Stem Cells International (Jan 2023)

lncRNA CYTOR Facilitates Osteogenic Differentiation of Human Periodontal Ligament Stem Cells by Modulating SOX11 via Sponging miR-6512-3p

  • Shaoqin Tu,
  • Yihua Chen,
  • Yi Feng,
  • Zhili Kuang,
  • Yuxuan Wang,
  • Lin Chen,
  • Zhihui Mai,
  • Jiaming Wei,
  • Sai Zhang,
  • Yiting Shao,
  • Hong Ai,
  • Zheng Chen

DOI
https://doi.org/10.1155/2023/5671809
Journal volume & issue
Vol. 2023

Abstract

Read online

Periodontal ligament stem cells (PDLSCs) are considered ideal cell sources for the regeneration of periodontal and alveolar bone tissue.

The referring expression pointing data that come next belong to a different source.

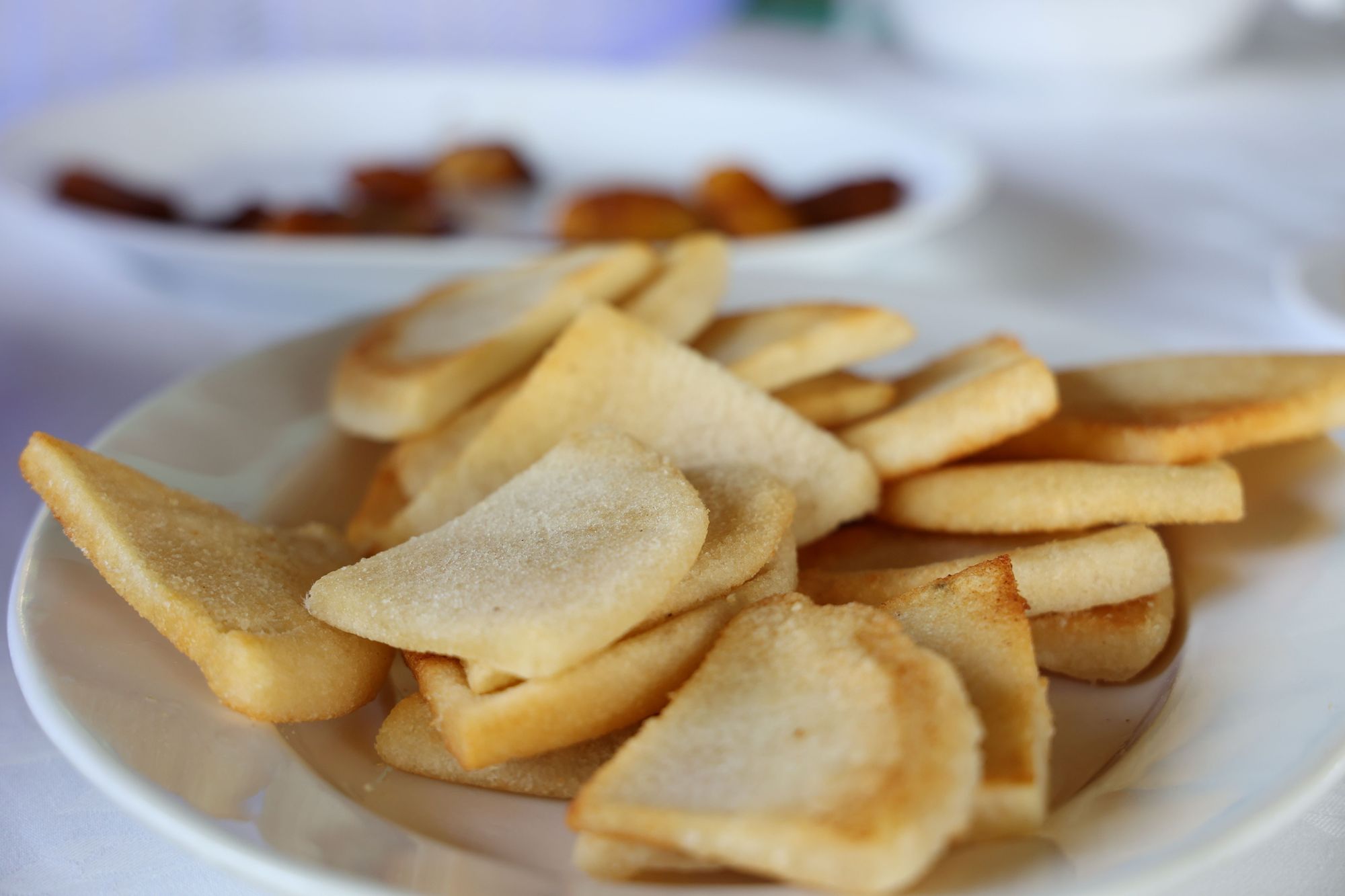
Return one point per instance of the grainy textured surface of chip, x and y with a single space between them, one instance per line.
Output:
564 560
227 592
816 744
408 740
1110 643
419 365
777 348
1054 495
1061 575
609 369
1184 409
956 407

Cytoskeleton Regulator RNA (CYTOR), a newly discovered long noncoding RNA, has been reported to function as competing endogenous RNA (ceRNA) and to be involved in many biological processes. However, its roles in PDLSC osteogenic differentiation remain unclear. Here, we firstly found CYTOR was mainly sublocalized in the cytoplasm of PDLSCs and CYTOR expression was increased during osteogenic differentiation of PDLSCs. By employing gain- and loss-of-function approaches, we then identified CYTOR overexpression promoted osteogenic differentiation of PDLSCs while CYTOR knockdown inhibited this process. Furthermore, bioinformatics analysis was utilized to show that both CYTOR and SOX11 mRNA contained the same seed sites for miR-6512-3p, which was further confirmed by dual luciferase reporter assay and RNA-binding protein immunoprecipitation. Notably, CYTOR conferred its functions by directly binding to miR-6512-3p and an inverse correlation between CYTOR and miR-6512-3p on the level on SOX11 and osteogenic differentiation of PDLSCs was obtained. Additionally, miR-6512-3p could bind to SOX11 mRNA 3′ UTR and repressed SOX11 expression. Moreover, level of SOX11 was significantly increased during osteogenic differentiation of PDLSCs. Knockdown of SOX11 attenuated the increasing effect of CYTOR overexpression on osteogenic differentiation of PDLSCs. Collectively, these data supported that CYTOR positively modulated the expression of SOX11 through competitively binding to miR-6512-3p, thus promoting osteogenic differentiation of PDLSCs. The CYTOR/miR-6512-3p/SOX11 axis could be a novel therapeutic target for periodontal regeneration medicine.